The concept and the intended aim of job levelling from its first Elliot Jaques’ formulation are clearly remarkably changed and evolved over time. From a tool enabling employers to define levels of work in terms of time span, it has evolved to a structured process whose benefits are now definitely wider and overarching; ranging from talent to reward management and from cost and risk management to governance (Towers Watson, 2011).
 
 



In addition to enable businesses to better manage their reward and talent management practices, this method can effectually help employers to:

- More effectively administer and oversee, by means of improved HRIS, workforce planning;

- More promptly and accurately identify learning and development needs;

- Develop clearer and more factual and consistent career management programmes;

- Ensure effective succession planning management.

 

One of the most valuable benefits which the introduction of job levelling enables employers to attain is indeed represented by the development of clear, transparent, flexible and adaptable career maps easy to communicate and explain to employees; an opportunity which is actually particularly useful and significant for employees too.

 
A career map can be defined as “a predefined framework with a series of career bands and levels that increase in complexity and responsibility, representing career progression opportunities” (Towers Watson, 2011). As such, a career map provides and outlines, in a clear and comprehensible language, the criteria, requirements and capabilities necessary to progress from a level to the upper one according to the pre-identified factors on the basis of which it is essentially designed and developed. The shift from the traditional numerical “points” system to an outline of roles based on text, clearly makes these schemes more accessible to employees and help them to better identify and understand what an employer is expected from individuals to offer them a career progression (Charman and Blackwell, 2012).


 
 


In these schemes each existing role is associated with a career band and level; each level is associated in turn with a job family and describes how all of the jobs included in the scheme contribute to the attainment of organizational effectiveness (Towers Watson, 2011).

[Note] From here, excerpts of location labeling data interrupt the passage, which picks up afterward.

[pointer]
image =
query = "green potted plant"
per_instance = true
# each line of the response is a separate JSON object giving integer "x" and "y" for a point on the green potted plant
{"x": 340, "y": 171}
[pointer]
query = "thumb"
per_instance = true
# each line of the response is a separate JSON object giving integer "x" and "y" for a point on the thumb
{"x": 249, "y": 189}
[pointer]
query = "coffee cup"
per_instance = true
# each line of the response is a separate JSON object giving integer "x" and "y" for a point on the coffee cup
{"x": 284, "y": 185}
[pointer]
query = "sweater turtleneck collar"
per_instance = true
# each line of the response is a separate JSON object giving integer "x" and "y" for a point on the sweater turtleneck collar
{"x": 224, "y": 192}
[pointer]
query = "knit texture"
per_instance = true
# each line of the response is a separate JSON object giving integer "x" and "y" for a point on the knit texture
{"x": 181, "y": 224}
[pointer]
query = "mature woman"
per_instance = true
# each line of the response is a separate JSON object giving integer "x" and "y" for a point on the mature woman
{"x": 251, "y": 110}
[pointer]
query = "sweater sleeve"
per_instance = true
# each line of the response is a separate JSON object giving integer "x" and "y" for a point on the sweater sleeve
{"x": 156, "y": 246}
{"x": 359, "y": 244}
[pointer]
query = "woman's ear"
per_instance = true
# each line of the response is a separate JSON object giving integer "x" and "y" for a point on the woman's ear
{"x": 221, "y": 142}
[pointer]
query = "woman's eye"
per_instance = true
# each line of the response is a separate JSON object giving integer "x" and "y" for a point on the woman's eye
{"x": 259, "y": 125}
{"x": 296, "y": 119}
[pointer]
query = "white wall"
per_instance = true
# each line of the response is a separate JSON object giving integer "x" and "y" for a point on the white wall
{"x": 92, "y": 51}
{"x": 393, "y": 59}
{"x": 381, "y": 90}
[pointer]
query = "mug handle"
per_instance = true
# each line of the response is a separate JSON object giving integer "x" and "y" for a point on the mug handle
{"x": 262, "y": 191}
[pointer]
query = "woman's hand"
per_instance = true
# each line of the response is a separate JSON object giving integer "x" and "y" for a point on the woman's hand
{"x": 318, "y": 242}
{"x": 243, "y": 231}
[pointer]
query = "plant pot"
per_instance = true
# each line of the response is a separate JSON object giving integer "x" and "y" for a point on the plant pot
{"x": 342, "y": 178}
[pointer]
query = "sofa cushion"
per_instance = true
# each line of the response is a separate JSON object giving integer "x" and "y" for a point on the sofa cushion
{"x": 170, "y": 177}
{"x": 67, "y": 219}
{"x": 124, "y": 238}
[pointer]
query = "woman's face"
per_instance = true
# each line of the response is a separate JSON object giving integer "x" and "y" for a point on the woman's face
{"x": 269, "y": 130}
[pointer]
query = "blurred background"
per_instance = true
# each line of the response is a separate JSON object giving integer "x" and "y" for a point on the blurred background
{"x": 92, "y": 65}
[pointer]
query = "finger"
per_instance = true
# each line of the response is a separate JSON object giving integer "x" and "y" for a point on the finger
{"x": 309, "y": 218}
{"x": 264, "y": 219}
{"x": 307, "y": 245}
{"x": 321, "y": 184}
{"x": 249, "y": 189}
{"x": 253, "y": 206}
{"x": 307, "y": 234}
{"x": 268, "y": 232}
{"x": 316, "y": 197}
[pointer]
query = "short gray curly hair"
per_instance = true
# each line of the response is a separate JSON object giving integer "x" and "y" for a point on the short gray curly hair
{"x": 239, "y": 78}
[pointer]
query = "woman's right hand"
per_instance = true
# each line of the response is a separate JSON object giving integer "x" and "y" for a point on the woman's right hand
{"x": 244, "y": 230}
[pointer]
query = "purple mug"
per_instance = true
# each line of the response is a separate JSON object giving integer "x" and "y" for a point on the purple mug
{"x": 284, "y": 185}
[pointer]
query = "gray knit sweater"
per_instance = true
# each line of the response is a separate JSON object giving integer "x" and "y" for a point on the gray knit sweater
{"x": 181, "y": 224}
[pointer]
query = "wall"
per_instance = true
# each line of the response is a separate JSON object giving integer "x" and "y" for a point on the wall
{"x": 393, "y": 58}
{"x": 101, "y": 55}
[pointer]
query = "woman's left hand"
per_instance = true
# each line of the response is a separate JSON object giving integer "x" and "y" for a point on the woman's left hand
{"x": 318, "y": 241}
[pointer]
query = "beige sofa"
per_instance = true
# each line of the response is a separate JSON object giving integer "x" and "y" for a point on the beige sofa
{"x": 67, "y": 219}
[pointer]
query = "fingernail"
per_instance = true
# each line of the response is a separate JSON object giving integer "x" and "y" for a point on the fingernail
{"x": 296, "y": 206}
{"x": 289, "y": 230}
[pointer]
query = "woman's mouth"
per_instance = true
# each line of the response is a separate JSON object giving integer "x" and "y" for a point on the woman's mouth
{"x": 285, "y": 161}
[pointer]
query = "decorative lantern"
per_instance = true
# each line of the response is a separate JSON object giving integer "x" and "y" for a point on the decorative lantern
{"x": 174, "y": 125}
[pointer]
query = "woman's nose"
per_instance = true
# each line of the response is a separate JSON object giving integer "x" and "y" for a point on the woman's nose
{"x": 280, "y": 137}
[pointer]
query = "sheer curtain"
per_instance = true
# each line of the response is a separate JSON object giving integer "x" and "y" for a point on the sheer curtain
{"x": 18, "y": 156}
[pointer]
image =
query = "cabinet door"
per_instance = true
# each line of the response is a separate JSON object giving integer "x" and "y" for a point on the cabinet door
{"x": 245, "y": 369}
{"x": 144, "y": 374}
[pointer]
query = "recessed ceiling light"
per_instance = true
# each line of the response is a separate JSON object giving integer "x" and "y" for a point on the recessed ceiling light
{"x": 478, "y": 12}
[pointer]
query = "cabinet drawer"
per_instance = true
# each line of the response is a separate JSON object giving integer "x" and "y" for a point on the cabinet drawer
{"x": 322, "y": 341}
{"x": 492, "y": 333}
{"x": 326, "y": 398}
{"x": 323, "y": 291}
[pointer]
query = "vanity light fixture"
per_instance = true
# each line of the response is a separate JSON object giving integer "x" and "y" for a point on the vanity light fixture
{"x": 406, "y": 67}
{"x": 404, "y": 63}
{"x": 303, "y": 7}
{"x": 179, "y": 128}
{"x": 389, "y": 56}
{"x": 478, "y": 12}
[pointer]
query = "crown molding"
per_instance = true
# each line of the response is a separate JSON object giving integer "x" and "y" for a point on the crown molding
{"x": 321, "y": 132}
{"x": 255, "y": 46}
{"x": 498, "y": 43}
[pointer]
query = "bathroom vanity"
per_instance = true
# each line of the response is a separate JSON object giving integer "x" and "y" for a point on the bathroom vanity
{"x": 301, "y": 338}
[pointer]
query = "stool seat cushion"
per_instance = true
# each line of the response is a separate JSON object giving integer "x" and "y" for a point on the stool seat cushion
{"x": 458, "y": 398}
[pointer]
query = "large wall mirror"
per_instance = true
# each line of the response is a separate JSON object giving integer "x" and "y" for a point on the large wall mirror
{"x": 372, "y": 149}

Career maps can be thus tailored and adapted to the changing organizational needs and provide employees a clear and structured vision of the jobs which are or can be needed for the present and future regular unfolding and development of the business activity. This representation can clearly also enable employers to better plan and identify their organization workforce requirements.

 

The way this approach has recently evolved has essentially led to a remarkable shift from the concept of job to that of role. Roles tend in fact to be graded and outlined on the basis of their requirements in terms of accountability, rather than on the basis of the mere enumeration of the activities and tasks typical of each position. This ultimately accounts for a numerical reduction of jobs, roles categories and families, contributing in turn to make the overall framework more sustainable and less likely to require substantial changes over time (Charman and Blackwell, 2012).

 

Job levelling is unquestionably an approach which deserves particular attention. In addition to potentially offering the benefits typical of job evaluation and market pricing, it can enable employers to attain further and far reaching objectives; the benefits range from reward to metrics and analytics management. This type of programmes is hence likely to progressively attract the interest and attention of a growing number of employers, HR professionals and reward professionals as well.

 
 
The job evaluation exercise can be conducted by employers having recourse to either home-grown or proprietary brands, ready-made solutions. It is indeed very likely that whenever employers opt for ready-made solutions these may require some customization and adaptation to fit the different specific needs; circumstance which essentially accounts for these tools becoming thus hybrid.
 

Longo, R., (2013), Job Evaluation + Market Pricing = Job levelling, Milan: HR Professionals [online].